A DNA sample taken from at least one gag was sent to an independent lab, where it was tested using the more sophisticated Y-STR analysis, which had by then begun to replace mtDNA testing (Y-STR examines short tandem repeats on the Y chromosome). Results from this test confirmed that the DNA did not belong to Rice. Nevertheless, the prosecution still felt they had a case. According to Tim, Bondurant was planning on calling an expert witness to explain away the presence of the hairs found in the duct tape and the black gloves. Employed as a scientist at the FBI lab, that expert witness was prepared to state under oath that the hairs might have belonged to a friend of Lollie’s or Julie’s roommate and had been unknowingly carried to Shenandoah in the women’s clothing or gear. But then, just one day before jury selection was set to begin, the expert witness changed her testimony and said she believed the hairs most likely belonged to the perpetrator.

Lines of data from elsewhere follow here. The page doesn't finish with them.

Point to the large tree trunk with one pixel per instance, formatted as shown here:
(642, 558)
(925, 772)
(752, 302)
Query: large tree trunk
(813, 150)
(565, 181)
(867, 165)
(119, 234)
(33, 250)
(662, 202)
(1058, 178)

“I was literally sick to my stomach,” said Tim. “I had to go outside when I got the news. I was sure I was going to throw up.”
I asked him if he thought this case could ever be solved.
“I think we did solve it,” he said. “But solving it and winning a court case are two different things.”
What, I also wondered, did he think about the decision to try the case as the first capital hate crime?
“Political theater,” said Tim, without missing a beat. “That sentencing rule was so new none of us down here had even heard about it. And I don’t think any of us ever thought that’s what this murder was really about.”
He referenced the attack on Claudia Brenner and Rebecca Wight and the fact that their assailant had never attempted to hide his disdain for their relationship.
“I never got a taste that Rice had any problems with gays,” Tim said. “His roommate was gay. Some of his friends were gay.”